The specific research fields include: Information Mathematics and Modeling, Intelligent Software, Software System, Computer Architecture, Media Engineering, and Intelligent Systems. Our department consists of about sixty faculty members (the largest class in Japan) who are engaged in  research of a high quality on a variety of fields. Consequently, each student can do his/her research with sufficient communication and support from advisors. Graduate students develop keen skills on theoretical and mathematical methods for information modeling, analysis as well as resolution methods from the synthetic viewpoint of hardware and software. The department of Computer Science fosters researchers capable of analyzing and solving various problems in computer systems and related fields as well as engineers capable of developing and utilizing actual systems.

 

Doctoral Program in Intelligent Interaction Technologies

The department of Intelligent Interaction Technologies offers both Master’s and Doctoral programs. The teaching and research activities of our academic staff share common keywords,  concerning human, computer, machines, communication, and sensing, and can be grouped into the following four fields:
System Design
Man-Machine Systems and Robotics
Instrumentation and Control Engineering
Communication Systems

Every student will have opportunities to learn from fundamental theories to state of the art technologies and to carry out research on a chosen topic under the guidance of a supervisor and two co-supervisors. We offer excellent development prospects for our students to be powerful researchers and engineers who, by integrating interdisciplinary knowledge, can solve challenging engineering problems.

The department plays a central role in the Global COE Program, “Cybernics: Fusion of human, machine and information systems,” which is run as a collaboration of six departments at the University of Tsukuba and in cooperation with the Graduate School of Medicine at Osaka University.
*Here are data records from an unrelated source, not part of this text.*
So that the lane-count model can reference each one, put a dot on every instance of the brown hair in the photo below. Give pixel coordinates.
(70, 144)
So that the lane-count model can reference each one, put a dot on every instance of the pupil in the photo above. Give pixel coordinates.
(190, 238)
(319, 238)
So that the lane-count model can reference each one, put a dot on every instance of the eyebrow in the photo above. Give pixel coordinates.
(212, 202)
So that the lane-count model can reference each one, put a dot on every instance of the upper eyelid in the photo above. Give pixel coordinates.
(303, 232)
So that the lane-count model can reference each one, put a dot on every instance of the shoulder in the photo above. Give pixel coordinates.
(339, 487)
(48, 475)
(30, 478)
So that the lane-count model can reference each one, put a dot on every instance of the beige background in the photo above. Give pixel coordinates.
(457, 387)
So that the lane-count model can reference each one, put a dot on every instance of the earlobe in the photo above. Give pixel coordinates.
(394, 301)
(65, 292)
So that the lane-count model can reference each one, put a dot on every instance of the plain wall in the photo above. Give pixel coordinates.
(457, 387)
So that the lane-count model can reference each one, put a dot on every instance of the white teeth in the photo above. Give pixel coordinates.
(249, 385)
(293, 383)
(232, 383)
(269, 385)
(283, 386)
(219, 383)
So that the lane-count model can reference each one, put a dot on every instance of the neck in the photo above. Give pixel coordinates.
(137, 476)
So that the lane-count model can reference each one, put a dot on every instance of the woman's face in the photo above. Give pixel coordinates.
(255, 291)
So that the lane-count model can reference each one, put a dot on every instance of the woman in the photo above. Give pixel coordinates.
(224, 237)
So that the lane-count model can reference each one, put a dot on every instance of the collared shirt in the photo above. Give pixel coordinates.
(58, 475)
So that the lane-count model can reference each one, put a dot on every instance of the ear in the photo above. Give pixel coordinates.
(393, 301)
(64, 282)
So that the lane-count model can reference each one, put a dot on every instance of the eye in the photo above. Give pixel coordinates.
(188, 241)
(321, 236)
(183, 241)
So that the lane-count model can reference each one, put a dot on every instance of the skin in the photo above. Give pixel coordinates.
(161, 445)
The program aims to foster highly creative young researchers who will go on to become world leaders in their respective fields. Our department has evolved to reflect the needs of the society and changes in the technologies, and so can you!

 

Doctoral Program in Engineering Mechanics and Energy

The Engineering Mechanics and Energy Major covers diverse engineering fields such as the improvement of infrastructure and environment, construction and maintenance of transportation systems, and energy supply systems. The major places emphasis not only on traditional academic training related to the planning, design and manufacture of hardware, but also on developing an ability to solve problems within a global framework. The newly revised curriculum consists of subjects in four fundamental courses: (1) Structure, Disaster Mitigation and Reliability Engineering, (2) Solid Mechanics and Material Science, (3) Fluid and Environmental Engineering, and (4) Energy and Thermal Engineering. The research and education activities extend to conventional engineering fields, e.g., energy engineering, mechanical engineering, naval architecture, aerospace engineering, civil engineering and structural engineering. Most research currently conducted concerns advanced topics in engineering mechanics commonly underlying some of the above subjects rather being free from conventional classification.